It depends on the property you want to observe or study. For chiral compounds, DFT is often used to predict the vibrational and circular electronic dichroism. You can model both enantiomers separately and then together and observe the differences in the spectra.

Enantiomers have the same energy (OK, there is a parity-violating energy difference but that is so small as to be irrelevant to us chemists). In the absence of a chiral environment, there is no difference in stability between enantiomers.

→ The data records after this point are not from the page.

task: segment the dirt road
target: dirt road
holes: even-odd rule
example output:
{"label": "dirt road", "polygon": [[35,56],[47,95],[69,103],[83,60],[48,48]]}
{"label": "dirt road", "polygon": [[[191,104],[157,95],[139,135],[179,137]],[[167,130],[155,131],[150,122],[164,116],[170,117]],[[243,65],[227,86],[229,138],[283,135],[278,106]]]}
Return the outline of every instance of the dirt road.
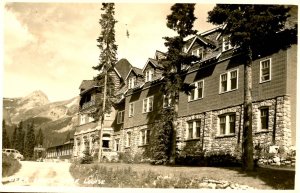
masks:
{"label": "dirt road", "polygon": [[76,186],[69,173],[70,163],[21,161],[22,167],[13,176],[2,180],[7,186]]}

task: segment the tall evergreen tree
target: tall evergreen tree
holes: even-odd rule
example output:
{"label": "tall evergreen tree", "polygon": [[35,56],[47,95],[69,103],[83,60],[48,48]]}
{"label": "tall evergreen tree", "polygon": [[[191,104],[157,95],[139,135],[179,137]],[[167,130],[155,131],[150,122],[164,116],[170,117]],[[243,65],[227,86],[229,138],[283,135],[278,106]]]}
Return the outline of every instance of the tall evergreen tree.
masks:
{"label": "tall evergreen tree", "polygon": [[6,124],[5,120],[2,121],[2,148],[9,148],[10,141],[8,137],[8,133],[6,132]]}
{"label": "tall evergreen tree", "polygon": [[35,135],[34,135],[34,124],[29,123],[27,126],[25,144],[24,144],[24,157],[27,160],[31,160],[34,155],[35,146]]}
{"label": "tall evergreen tree", "polygon": [[11,148],[13,149],[16,149],[17,147],[17,127],[15,126],[14,127],[14,132],[13,132],[13,135],[12,135],[12,138],[11,138]]}
{"label": "tall evergreen tree", "polygon": [[36,137],[35,137],[35,146],[43,146],[44,144],[44,135],[42,129],[40,128]]}
{"label": "tall evergreen tree", "polygon": [[[296,28],[286,29],[289,8],[282,5],[216,5],[208,21],[226,25],[232,46],[244,53],[243,169],[253,170],[252,139],[252,61],[286,48],[296,38]],[[280,33],[279,33],[280,32]]]}
{"label": "tall evergreen tree", "polygon": [[[163,65],[163,93],[171,97],[173,109],[168,110],[171,116],[168,117],[168,122],[172,132],[170,133],[170,155],[169,163],[175,164],[176,157],[176,119],[178,115],[179,93],[186,94],[192,89],[188,84],[184,83],[184,74],[186,69],[182,68],[183,65],[191,65],[197,60],[197,57],[183,53],[183,46],[185,44],[184,38],[195,34],[193,30],[193,23],[196,19],[194,16],[195,4],[180,4],[176,3],[171,7],[171,14],[167,16],[167,27],[175,30],[178,35],[175,37],[165,37],[165,46],[168,48],[166,58],[160,62]],[[162,128],[163,129],[163,128]]]}
{"label": "tall evergreen tree", "polygon": [[24,153],[24,138],[25,132],[23,130],[23,122],[21,121],[17,127],[17,135],[16,135],[16,147],[15,149],[18,150],[21,154]]}
{"label": "tall evergreen tree", "polygon": [[102,104],[98,104],[98,108],[94,113],[94,117],[100,118],[100,150],[99,160],[102,153],[102,129],[104,114],[110,112],[112,106],[112,98],[114,93],[114,81],[111,72],[117,62],[117,45],[115,44],[115,4],[102,3],[101,19],[99,24],[101,26],[101,33],[97,42],[100,49],[99,64],[93,69],[99,71],[99,74],[94,78],[99,86],[102,86],[103,97]]}

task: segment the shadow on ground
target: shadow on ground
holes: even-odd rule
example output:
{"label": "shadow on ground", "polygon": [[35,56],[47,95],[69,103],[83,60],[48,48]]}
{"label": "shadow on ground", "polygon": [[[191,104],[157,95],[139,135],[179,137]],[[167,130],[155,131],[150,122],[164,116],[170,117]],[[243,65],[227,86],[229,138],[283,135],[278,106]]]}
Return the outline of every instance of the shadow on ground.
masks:
{"label": "shadow on ground", "polygon": [[265,168],[257,167],[255,171],[244,172],[238,168],[226,168],[237,171],[239,174],[259,178],[266,185],[271,186],[277,190],[292,190],[295,189],[295,170],[280,169],[280,168]]}

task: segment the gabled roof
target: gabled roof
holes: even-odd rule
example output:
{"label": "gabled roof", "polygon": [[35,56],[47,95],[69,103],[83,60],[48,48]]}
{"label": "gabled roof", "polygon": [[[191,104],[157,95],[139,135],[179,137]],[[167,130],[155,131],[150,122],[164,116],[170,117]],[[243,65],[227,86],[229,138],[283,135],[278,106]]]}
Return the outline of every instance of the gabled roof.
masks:
{"label": "gabled roof", "polygon": [[127,78],[129,77],[129,74],[133,72],[135,73],[136,76],[143,76],[143,72],[142,72],[142,69],[140,68],[137,68],[137,67],[131,67],[130,71],[128,72],[126,78],[125,78],[125,81],[127,80]]}
{"label": "gabled roof", "polygon": [[132,67],[132,65],[125,58],[122,58],[115,64],[115,70],[117,71],[117,73],[119,73],[119,75],[123,79],[125,79],[126,75],[130,71],[131,67]]}
{"label": "gabled roof", "polygon": [[187,49],[187,52],[190,51],[190,49],[193,47],[194,43],[199,40],[201,41],[202,43],[204,43],[206,46],[211,46],[211,47],[216,47],[215,43],[201,35],[195,35],[192,43],[189,45],[188,49]]}
{"label": "gabled roof", "polygon": [[162,52],[162,51],[159,51],[159,50],[156,50],[156,51],[155,51],[154,58],[155,58],[156,60],[159,60],[159,59],[162,59],[162,58],[166,58],[166,53],[164,53],[164,52]]}
{"label": "gabled roof", "polygon": [[149,63],[151,63],[155,68],[162,68],[161,64],[159,64],[157,60],[154,60],[153,58],[148,58],[142,72],[145,71],[145,69]]}
{"label": "gabled roof", "polygon": [[92,88],[93,86],[96,86],[96,81],[94,80],[83,80],[79,86],[79,89],[89,89]]}

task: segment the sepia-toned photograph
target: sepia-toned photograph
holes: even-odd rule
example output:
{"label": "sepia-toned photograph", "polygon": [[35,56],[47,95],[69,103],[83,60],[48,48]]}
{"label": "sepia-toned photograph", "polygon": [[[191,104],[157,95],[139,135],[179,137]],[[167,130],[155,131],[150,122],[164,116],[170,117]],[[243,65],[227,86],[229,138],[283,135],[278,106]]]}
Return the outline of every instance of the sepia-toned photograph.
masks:
{"label": "sepia-toned photograph", "polygon": [[1,191],[299,188],[298,3],[1,8]]}

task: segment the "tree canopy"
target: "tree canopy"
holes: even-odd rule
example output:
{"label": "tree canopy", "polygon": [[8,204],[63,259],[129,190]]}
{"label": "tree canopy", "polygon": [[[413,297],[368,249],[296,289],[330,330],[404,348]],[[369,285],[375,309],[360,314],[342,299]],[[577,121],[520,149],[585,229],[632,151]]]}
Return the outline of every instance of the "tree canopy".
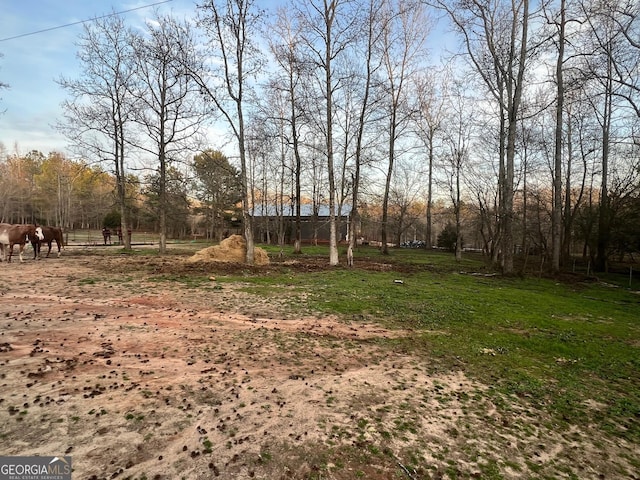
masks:
{"label": "tree canopy", "polygon": [[[341,241],[351,263],[356,239],[431,246],[453,225],[458,258],[480,249],[507,274],[530,252],[604,270],[638,253],[638,8],[209,0],[145,31],[96,21],[79,42],[86,68],[62,81],[83,160],[4,150],[2,215],[88,225],[115,208],[217,239],[233,211],[248,241],[299,247],[308,205],[328,214],[331,264]],[[274,237],[250,214],[271,208]]]}

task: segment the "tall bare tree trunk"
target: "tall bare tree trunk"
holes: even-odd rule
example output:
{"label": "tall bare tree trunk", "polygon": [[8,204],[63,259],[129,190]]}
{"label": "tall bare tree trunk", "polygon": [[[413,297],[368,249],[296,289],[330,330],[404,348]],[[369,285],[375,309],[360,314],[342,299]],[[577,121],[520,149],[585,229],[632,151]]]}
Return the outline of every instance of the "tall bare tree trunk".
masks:
{"label": "tall bare tree trunk", "polygon": [[[189,68],[190,74],[198,83],[201,93],[205,93],[222,113],[237,141],[240,156],[240,182],[242,184],[242,220],[244,239],[247,247],[246,262],[255,261],[255,242],[253,238],[254,207],[253,191],[249,185],[249,164],[247,161],[247,142],[244,119],[245,88],[248,88],[252,69],[257,64],[257,49],[252,44],[253,34],[257,31],[259,15],[253,0],[212,0],[203,7],[200,23],[211,34],[212,43],[219,51],[221,71],[213,78],[221,82],[220,94],[216,87],[207,83],[206,72],[198,68]],[[252,65],[252,62],[254,63]],[[216,75],[217,74],[217,75]],[[227,101],[231,100],[231,104]]]}
{"label": "tall bare tree trunk", "polygon": [[375,30],[377,12],[380,6],[377,5],[377,0],[370,0],[369,15],[367,21],[367,44],[366,44],[366,76],[364,92],[362,97],[362,104],[360,106],[360,114],[358,116],[358,134],[356,137],[356,156],[354,174],[352,178],[353,191],[351,200],[351,215],[349,215],[349,246],[347,247],[347,264],[353,266],[353,251],[356,247],[356,233],[360,225],[360,209],[358,206],[359,192],[360,192],[360,166],[362,163],[362,143],[364,138],[365,120],[367,111],[369,109],[369,96],[371,94],[371,82],[373,80],[373,73],[377,68],[373,65],[373,48],[376,43],[376,37],[379,35]]}
{"label": "tall bare tree trunk", "polygon": [[427,238],[426,248],[431,250],[433,248],[433,161],[434,161],[434,148],[433,148],[433,135],[434,129],[430,129],[429,134],[429,167],[427,173]]}
{"label": "tall bare tree trunk", "polygon": [[456,213],[456,262],[462,260],[462,224],[460,222],[460,162],[458,160],[458,165],[456,168],[456,204],[455,204],[455,213]]}
{"label": "tall bare tree trunk", "polygon": [[[395,99],[393,100],[395,103]],[[382,221],[380,225],[380,251],[384,255],[389,254],[389,246],[387,241],[387,230],[389,228],[389,192],[391,191],[391,178],[393,176],[393,166],[395,163],[395,143],[396,143],[396,115],[397,106],[392,107],[391,118],[389,120],[389,164],[387,166],[387,174],[384,182],[384,196],[382,197]]]}
{"label": "tall bare tree trunk", "polygon": [[[500,253],[502,271],[511,275],[514,272],[515,143],[528,56],[529,0],[504,3],[437,0],[437,5],[447,12],[461,33],[467,54],[499,105]],[[506,18],[508,23],[503,21]],[[507,25],[509,32],[504,30]],[[503,42],[503,38],[507,38],[508,43]]]}
{"label": "tall bare tree trunk", "polygon": [[[505,197],[502,199],[505,205],[505,218],[504,218],[504,232],[502,237],[502,250],[504,255],[503,271],[507,275],[511,275],[514,272],[513,268],[513,195],[514,195],[514,166],[515,166],[515,153],[516,153],[516,133],[518,127],[518,112],[520,110],[520,101],[522,99],[522,91],[524,87],[524,72],[527,62],[527,40],[529,34],[529,0],[523,0],[522,2],[522,17],[518,18],[518,11],[513,11],[513,24],[511,30],[511,46],[515,50],[516,36],[520,28],[520,52],[519,60],[517,62],[517,75],[515,82],[508,82],[507,90],[510,91],[508,99],[508,134],[507,134],[507,163],[506,163],[506,178],[505,178]],[[513,54],[510,57],[514,60]]]}
{"label": "tall bare tree trunk", "polygon": [[[611,53],[611,52],[609,52]],[[611,209],[609,202],[609,136],[611,133],[611,116],[613,103],[611,55],[607,56],[608,76],[606,80],[604,112],[602,119],[602,184],[600,186],[600,206],[598,208],[598,240],[594,268],[599,272],[607,270],[607,248],[611,235]]]}
{"label": "tall bare tree trunk", "polygon": [[[160,121],[160,153],[158,160],[160,162],[160,178],[158,179],[158,196],[160,203],[159,224],[160,238],[158,241],[158,251],[164,255],[167,253],[167,158],[164,150],[164,121]],[[127,237],[129,235],[127,234]]]}
{"label": "tall bare tree trunk", "polygon": [[[120,108],[118,108],[118,111]],[[120,116],[120,115],[119,115]],[[129,230],[129,211],[127,208],[127,178],[125,175],[125,148],[124,148],[124,122],[117,124],[117,134],[114,136],[115,145],[115,167],[116,167],[116,189],[118,193],[118,206],[120,207],[120,231],[124,232],[122,239],[124,249],[131,249],[131,238],[126,235]]]}
{"label": "tall bare tree trunk", "polygon": [[333,162],[333,78],[332,78],[332,58],[334,52],[332,45],[332,26],[336,16],[338,2],[332,0],[325,1],[325,100],[326,100],[326,148],[327,148],[327,175],[329,180],[329,265],[338,265],[338,232],[336,218],[336,180]]}
{"label": "tall bare tree trunk", "polygon": [[[560,25],[558,31],[558,58],[556,60],[556,130],[553,175],[553,208],[552,208],[552,256],[551,270],[560,271],[562,249],[562,127],[564,113],[564,43],[565,43],[565,0],[560,1]],[[569,195],[567,190],[566,195]],[[568,212],[565,212],[568,214]]]}

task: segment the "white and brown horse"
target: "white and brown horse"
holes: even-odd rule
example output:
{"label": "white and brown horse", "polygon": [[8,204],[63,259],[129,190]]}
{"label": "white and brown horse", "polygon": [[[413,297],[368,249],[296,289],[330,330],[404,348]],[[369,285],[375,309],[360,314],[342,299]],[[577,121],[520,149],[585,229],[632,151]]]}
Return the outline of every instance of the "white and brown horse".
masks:
{"label": "white and brown horse", "polygon": [[[42,231],[38,232],[35,225],[0,223],[0,254],[2,254],[2,258],[10,262],[13,256],[13,246],[20,245],[20,262],[24,262],[22,252],[24,252],[24,246],[32,236],[44,238]],[[7,252],[4,249],[5,245],[9,250],[8,258]]]}
{"label": "white and brown horse", "polygon": [[58,245],[58,256],[60,256],[60,247],[64,247],[62,240],[62,229],[58,227],[36,227],[35,232],[29,236],[31,245],[33,246],[33,258],[40,257],[40,246],[43,243],[49,245],[49,251],[47,252],[47,258],[51,253],[51,244],[55,240]]}

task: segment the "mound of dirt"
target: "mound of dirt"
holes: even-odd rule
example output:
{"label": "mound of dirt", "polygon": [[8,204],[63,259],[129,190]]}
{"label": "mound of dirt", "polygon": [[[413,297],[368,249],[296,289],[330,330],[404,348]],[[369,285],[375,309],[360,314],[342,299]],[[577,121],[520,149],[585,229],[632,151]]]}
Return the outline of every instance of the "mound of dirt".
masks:
{"label": "mound of dirt", "polygon": [[[247,244],[241,235],[231,235],[220,245],[214,245],[196,252],[189,258],[189,262],[229,262],[245,263]],[[260,247],[255,248],[254,262],[256,265],[268,265],[269,256]]]}

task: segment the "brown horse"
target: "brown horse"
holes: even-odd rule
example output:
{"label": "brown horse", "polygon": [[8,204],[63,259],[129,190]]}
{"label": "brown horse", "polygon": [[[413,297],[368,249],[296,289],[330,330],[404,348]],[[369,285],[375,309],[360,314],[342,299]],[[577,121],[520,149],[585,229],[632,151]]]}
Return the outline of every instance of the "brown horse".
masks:
{"label": "brown horse", "polygon": [[[44,238],[42,232],[36,231],[35,225],[12,225],[9,223],[0,223],[0,253],[7,262],[11,261],[13,256],[13,246],[20,245],[20,262],[24,262],[22,252],[24,252],[24,246],[32,236],[38,238]],[[9,257],[7,258],[7,252],[4,246],[9,249]]]}
{"label": "brown horse", "polygon": [[[38,235],[38,234],[41,235]],[[51,244],[55,240],[58,245],[58,256],[60,256],[60,247],[64,247],[64,242],[62,240],[62,229],[58,227],[36,227],[33,235],[29,236],[29,240],[31,240],[31,245],[33,246],[33,258],[40,258],[40,246],[43,243],[49,245],[49,251],[47,251],[47,258],[49,258],[49,254],[51,253]]]}

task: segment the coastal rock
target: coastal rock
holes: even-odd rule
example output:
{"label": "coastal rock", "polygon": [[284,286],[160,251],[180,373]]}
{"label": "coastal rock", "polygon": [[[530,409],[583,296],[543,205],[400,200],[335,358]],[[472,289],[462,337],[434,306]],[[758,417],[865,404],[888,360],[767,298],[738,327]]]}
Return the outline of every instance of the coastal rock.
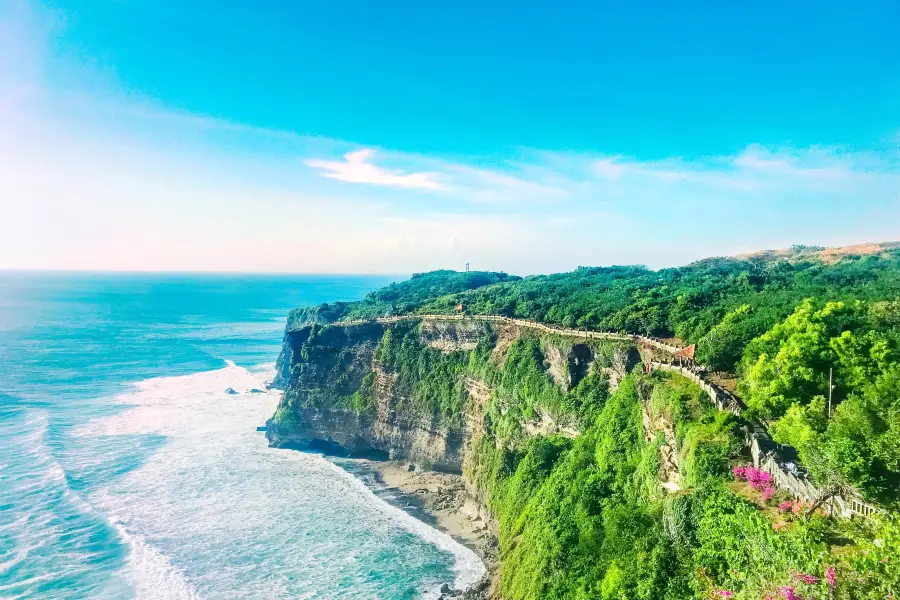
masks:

If you do decide to separately calculate the energies of two enantiomers, compare them, and obtain a difference in stability, this is telling you something about your computational methodology:

- are you looking at the same (mirror-image) conformers?

- is the DFT numerical integration grid too coarse?

- how about optimization and SCF convergence criteria?

If you are studying a racemic mixture, it is generally a good idea to carry out DFT calculations on both enantiomers separately. This will allow you to compare the electronic and magnetic properties of the two enantiomers and determine if there are any significant differences between them.

If there is a significant difference between the theoretical results for the two enantiomers, it may be possible to hypothesize which stereoisomer is more stable or active. However, it is important to keep in mind that DFT calculations are a theoretical predictions and may not always agree with experimental results. Therefore, it is important to verify the predictions of DFT calculations with experimental measurements, such as spectroscopy or X-ray diffraction.

Additionally, It's worth noting that, In certain cases, the difference in stability or activity between the two enantiomers may be small and may not be easily distinguished by DFT calculations. In such cases, other theoretical or experimental methods such as ab-initio calculations, Quantum Monte Carlo, or kinetic studies, may be needed to determine which enantiomer is more stable or active.